La vita di prima viene a trovarmi ogni tanto nei sogni, e lo fa nel modo più scontato possibile. Spesso sto salendo su un aereo, dentro quei sogni, guardandomi i piedi mentre mi arrampico sulla scaletta che oscilla leggermente nel vento. Mentre stacco l’ultimo passo in terra straniera e mi congedo con gratitudine e un po’ di malinconia.
Sogno i luoghi, della vita di prima. Stanze d’albergo, chiese in penombra, piazze inondate di sole. Sogno i libri, qualche volta. Le parole, le immagini, le sensazioni che ho provato mentre li leggevo. È una relativa novità, per me. Di solito i miei sogni sono popolati di gente, di voci, di incontri. Di abbracci e risate.
Non me la ricordo tanto bene, la vita di prima. O almeno, ho l’impressione che sia così. Le giornate del 2020 sono state talmente dense e ricche e faticose – tutte identiche e tutte così differenti l’una dall’altra – che questo singolo straordinario anno sembra essere durato un lustro o due. La vita di prima è come un posto, o una condizione, che mi sono stati familiari più o meno a lungo, ma che poi mi sono lasciata alle spalle: il luogo di villeggiatura abituale dell’infanzia, l’edificio in cui ho fatto il liceo, la casa della mia migliore amica delle elementari. La gravidanza, l’appartamento da studentessa in cui abitavo 20 anni fa. Sono incistati da qualche parte nella mia memoria, ma devo riflettere un poco per riportarli alla luce davvero.
C’è sempre stata, nella mia vita, una vita di prima, ora che ci penso bene. La vita prima dei figli, prima del matrimonio, prima di rientrare da Roma, prima che morissero mia nonna o mio zio o mio cugino o l’altro cugino e l’altro zio prima di loro. La vita prima che mi trasferissi a Viterbo, prima che mio padre avesse l’infarto, prima che smettessi di andare in chiesa. I temperamenti come il mio sono più inclini a misurarsi col passato che a immaginare il futuro: non c’è dolo, in questo, non c’è vergogna, anche se a lungo mi è parsa una specie di iattura. È come nascere con gli occhi marroni invece che neri o azzurri: per certe cose si è come si è, e va bene in ogni caso.
Non mi piaceva del tutto, la vita di prima, mentre la stavo vivendo. E non sono così ipocrita, né così retorica (eppure io retorica lo sono eccome!) da dire che adesso ho cambiato idea. Ci sono cose, della mia vita di prima, che non mi mancano per niente. Cose che mi aspettano in agguato – lurking, si direbbe meglio in inglese – alla fine di questa castrata e castrante vita in pandemia, e da cui vorrei potermi fare scudo con un bel vaccino nuovo. Mi offrirei senza esitare come cavia, per un vaccino così.
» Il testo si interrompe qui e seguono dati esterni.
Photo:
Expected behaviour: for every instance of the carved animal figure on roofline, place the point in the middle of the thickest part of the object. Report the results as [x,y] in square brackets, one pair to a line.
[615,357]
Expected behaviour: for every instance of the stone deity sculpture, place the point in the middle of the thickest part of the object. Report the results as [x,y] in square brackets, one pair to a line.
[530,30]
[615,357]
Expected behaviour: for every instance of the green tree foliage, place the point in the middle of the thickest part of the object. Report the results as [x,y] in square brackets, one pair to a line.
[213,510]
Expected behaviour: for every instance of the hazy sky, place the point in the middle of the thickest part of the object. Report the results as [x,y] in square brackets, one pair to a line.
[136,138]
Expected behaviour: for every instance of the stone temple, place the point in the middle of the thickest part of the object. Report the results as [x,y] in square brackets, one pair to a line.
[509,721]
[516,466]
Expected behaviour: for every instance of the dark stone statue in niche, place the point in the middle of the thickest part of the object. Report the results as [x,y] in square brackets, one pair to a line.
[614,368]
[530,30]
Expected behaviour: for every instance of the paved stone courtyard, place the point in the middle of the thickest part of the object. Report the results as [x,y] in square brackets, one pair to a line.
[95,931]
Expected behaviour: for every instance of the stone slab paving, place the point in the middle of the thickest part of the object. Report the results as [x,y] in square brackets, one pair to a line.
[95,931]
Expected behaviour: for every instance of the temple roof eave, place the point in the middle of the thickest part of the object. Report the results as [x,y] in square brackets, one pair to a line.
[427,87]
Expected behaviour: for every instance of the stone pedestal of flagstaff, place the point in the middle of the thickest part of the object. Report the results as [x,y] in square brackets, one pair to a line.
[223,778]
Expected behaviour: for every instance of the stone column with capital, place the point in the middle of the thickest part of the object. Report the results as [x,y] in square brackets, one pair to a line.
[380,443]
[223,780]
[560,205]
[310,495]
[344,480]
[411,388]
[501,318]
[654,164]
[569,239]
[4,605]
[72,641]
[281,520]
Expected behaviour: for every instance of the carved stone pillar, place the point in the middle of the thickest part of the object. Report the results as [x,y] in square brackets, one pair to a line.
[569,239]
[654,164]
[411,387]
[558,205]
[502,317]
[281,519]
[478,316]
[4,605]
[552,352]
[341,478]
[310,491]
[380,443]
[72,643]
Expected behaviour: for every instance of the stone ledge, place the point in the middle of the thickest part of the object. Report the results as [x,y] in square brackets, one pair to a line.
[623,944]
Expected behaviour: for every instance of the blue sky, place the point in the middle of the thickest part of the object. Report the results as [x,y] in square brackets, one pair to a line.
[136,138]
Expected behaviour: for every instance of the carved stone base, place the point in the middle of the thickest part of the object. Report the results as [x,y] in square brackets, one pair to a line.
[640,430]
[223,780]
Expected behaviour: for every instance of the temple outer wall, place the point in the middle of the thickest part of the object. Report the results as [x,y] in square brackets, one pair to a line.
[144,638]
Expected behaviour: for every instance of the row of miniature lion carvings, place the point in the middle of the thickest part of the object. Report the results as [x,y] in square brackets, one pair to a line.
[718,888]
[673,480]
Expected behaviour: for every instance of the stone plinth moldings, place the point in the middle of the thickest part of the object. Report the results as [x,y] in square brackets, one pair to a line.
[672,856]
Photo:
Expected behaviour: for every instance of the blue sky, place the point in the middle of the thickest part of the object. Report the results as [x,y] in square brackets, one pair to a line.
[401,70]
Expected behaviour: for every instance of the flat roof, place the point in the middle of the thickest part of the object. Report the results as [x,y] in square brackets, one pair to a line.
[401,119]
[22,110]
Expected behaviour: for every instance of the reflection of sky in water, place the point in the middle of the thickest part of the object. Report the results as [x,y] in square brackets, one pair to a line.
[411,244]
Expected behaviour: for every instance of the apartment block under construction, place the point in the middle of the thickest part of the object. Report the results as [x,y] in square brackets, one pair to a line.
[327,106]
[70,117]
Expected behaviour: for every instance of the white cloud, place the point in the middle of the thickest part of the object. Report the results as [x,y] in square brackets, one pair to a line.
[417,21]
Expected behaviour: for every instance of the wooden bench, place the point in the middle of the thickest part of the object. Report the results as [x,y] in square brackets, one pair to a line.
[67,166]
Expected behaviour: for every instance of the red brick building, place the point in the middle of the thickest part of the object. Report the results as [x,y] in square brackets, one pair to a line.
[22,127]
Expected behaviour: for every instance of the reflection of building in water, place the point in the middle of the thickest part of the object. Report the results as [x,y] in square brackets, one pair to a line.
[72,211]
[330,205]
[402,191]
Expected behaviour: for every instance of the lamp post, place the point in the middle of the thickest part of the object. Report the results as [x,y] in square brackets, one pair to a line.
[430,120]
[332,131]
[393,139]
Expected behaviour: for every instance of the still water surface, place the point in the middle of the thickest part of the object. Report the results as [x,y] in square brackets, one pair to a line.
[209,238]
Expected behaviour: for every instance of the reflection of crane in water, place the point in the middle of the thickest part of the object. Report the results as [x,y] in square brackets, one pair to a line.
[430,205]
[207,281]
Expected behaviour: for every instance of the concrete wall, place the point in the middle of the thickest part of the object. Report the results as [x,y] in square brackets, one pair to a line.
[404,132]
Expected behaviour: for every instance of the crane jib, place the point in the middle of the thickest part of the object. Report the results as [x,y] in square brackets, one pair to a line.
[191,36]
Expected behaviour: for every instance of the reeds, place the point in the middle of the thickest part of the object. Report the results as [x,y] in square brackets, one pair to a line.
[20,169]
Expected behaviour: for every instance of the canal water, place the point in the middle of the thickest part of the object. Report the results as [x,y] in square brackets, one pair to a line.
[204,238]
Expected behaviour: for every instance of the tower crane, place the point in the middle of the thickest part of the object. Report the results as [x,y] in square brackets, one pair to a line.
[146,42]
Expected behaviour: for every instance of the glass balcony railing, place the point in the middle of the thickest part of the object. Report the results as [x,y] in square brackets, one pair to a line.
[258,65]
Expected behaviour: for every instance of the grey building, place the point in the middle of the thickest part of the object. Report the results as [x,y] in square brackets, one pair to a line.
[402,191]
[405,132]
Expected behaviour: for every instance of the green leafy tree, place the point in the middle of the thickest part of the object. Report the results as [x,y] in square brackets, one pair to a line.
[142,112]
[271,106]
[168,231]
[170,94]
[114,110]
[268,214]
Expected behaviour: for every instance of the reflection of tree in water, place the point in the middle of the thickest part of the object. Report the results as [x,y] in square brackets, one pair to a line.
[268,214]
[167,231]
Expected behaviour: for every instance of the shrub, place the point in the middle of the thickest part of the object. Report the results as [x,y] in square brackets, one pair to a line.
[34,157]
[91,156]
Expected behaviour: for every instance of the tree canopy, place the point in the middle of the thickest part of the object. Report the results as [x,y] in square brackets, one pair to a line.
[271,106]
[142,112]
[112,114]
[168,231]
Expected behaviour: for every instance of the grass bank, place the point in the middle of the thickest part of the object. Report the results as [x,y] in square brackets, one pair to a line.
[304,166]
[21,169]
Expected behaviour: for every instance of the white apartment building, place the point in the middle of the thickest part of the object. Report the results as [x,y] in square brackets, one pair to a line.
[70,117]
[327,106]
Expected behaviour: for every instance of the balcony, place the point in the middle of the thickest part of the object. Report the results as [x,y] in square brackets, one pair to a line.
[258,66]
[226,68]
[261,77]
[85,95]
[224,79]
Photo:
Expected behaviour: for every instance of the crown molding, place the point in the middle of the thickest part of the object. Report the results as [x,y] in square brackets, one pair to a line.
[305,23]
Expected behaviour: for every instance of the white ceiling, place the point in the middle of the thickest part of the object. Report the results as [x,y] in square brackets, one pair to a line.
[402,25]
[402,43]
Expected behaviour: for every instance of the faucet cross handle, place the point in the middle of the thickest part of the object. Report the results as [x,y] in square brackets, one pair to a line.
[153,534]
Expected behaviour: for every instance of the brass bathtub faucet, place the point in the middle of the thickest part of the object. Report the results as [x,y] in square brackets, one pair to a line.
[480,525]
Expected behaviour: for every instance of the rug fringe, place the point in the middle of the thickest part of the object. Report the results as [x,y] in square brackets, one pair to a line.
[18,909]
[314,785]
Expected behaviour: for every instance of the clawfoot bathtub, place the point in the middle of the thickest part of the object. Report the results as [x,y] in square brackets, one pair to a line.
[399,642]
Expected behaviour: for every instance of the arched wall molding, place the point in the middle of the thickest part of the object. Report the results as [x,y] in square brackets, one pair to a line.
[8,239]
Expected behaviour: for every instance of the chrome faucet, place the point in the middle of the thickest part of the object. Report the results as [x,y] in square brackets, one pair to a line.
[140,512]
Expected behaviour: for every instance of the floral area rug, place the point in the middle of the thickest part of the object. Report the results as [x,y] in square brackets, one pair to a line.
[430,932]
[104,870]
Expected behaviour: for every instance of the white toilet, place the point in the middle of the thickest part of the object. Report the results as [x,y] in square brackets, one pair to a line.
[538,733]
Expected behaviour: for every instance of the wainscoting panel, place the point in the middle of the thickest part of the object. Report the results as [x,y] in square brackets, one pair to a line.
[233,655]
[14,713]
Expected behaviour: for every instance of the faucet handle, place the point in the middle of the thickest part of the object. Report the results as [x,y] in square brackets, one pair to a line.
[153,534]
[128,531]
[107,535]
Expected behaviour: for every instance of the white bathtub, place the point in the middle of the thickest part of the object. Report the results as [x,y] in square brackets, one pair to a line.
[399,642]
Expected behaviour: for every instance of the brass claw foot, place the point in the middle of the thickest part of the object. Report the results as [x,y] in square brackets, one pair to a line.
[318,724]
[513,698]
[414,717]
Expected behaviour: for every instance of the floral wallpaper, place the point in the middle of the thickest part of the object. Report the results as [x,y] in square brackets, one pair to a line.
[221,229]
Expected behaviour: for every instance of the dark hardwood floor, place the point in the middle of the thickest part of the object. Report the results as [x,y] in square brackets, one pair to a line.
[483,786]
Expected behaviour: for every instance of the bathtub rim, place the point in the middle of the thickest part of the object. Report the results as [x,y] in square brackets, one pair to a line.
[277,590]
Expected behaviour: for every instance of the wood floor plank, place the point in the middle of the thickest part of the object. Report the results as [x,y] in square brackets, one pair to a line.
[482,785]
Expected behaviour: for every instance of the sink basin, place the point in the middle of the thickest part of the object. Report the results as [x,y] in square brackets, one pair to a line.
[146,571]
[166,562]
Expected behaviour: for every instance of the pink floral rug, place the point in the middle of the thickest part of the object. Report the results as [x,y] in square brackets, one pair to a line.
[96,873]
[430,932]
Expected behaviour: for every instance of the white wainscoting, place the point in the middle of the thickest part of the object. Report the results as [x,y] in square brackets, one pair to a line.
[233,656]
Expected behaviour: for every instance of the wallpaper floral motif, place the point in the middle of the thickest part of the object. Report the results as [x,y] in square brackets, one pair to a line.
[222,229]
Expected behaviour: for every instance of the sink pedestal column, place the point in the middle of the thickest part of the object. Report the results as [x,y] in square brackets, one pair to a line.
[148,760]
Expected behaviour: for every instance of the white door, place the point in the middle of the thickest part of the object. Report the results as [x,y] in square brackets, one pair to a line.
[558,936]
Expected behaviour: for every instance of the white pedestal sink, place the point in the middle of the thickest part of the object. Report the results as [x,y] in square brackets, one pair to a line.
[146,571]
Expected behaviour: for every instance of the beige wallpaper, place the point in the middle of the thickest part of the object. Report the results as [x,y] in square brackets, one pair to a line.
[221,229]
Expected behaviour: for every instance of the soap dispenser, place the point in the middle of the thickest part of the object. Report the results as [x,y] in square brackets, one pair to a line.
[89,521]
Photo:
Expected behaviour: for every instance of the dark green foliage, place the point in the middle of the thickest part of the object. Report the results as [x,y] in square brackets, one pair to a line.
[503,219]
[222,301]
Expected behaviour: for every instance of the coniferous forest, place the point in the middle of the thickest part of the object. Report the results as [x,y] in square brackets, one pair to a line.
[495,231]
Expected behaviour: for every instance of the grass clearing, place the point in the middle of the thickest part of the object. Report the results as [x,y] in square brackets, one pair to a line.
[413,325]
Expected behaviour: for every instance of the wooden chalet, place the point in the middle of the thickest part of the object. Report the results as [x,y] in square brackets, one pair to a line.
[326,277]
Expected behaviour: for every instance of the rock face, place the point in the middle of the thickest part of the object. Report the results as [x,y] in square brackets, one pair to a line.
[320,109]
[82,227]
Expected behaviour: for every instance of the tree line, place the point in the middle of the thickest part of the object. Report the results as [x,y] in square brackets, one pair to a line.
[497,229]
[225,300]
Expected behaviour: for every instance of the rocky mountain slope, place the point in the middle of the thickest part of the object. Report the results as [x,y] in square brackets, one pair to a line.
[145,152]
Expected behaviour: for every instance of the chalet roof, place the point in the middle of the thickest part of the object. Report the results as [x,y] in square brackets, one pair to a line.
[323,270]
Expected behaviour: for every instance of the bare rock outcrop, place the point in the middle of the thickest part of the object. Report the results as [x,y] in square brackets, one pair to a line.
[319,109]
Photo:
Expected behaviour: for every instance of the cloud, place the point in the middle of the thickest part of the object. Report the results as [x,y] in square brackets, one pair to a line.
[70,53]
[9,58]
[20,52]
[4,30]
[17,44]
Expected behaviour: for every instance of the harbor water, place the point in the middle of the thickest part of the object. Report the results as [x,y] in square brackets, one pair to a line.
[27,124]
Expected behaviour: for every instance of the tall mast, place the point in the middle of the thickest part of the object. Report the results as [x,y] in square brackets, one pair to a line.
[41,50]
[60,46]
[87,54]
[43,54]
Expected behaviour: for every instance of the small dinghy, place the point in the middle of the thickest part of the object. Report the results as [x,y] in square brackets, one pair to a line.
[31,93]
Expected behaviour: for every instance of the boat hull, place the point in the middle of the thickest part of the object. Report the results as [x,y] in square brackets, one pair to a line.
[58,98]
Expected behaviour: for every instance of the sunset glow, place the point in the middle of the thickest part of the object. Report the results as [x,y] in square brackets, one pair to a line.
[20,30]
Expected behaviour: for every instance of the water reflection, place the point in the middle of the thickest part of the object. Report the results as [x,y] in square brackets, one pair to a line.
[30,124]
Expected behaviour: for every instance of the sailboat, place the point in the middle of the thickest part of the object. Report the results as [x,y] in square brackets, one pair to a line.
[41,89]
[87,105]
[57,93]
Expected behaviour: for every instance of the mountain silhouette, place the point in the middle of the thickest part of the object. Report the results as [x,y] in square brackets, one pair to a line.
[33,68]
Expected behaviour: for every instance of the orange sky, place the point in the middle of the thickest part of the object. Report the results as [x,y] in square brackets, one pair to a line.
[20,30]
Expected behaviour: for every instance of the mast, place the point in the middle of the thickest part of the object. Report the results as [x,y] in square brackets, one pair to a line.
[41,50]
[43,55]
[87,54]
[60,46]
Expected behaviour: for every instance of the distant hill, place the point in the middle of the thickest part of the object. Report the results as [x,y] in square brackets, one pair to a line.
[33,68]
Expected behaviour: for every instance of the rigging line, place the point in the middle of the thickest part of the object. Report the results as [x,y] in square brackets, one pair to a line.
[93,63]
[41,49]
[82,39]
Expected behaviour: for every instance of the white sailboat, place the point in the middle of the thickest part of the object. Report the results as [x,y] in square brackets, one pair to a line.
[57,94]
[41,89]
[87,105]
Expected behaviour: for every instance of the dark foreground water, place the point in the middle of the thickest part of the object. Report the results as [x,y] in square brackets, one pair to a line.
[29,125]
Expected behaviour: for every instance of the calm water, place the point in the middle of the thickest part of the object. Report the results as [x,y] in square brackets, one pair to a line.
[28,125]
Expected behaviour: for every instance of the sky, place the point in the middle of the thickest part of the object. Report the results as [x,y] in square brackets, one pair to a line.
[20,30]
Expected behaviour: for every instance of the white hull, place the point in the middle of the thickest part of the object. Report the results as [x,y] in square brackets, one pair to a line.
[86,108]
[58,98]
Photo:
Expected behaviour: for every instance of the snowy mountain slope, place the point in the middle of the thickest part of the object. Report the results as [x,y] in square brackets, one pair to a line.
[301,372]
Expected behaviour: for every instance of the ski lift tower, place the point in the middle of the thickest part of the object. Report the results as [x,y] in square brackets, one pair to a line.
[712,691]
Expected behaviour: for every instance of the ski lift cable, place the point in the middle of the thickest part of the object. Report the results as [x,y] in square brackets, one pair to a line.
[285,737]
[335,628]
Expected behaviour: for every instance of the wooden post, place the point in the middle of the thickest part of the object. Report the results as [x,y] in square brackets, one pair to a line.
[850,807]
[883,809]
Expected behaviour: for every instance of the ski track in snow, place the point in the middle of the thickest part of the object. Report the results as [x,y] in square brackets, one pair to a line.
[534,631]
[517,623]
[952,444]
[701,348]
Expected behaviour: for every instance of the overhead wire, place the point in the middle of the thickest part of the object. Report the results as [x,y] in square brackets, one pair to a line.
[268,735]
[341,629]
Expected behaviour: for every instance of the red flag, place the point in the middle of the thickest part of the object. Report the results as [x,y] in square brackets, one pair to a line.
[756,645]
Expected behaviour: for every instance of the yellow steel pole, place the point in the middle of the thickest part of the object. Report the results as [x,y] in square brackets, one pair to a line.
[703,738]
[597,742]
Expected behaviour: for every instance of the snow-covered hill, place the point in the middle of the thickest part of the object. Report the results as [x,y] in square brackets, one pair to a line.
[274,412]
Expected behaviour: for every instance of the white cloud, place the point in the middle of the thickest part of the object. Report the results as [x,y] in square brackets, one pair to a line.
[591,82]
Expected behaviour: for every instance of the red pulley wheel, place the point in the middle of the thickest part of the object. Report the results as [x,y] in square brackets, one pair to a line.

La vita di prima, domani, sarà quella che sto vivendo adesso. E finirà che non ricorderò bene neanche questo. Neanche questo tempo singolare, fugace eppure denso come melassa, che ora mi sembra così peculiare e a buon diritto “memorabile”. Perché così è la vita: lei procede, inarrestabile. Indifferente o potentissima, a seconda di come ci piaccia definirla.
Il passato ci rotola sotto i piedi e diventa futuro prima ancora, a volte, di darci il tempo di viverlo.
È la vita di oggi, che dovrei mordere forte e senza riserve. Quella che domani diventerà la vita di prima.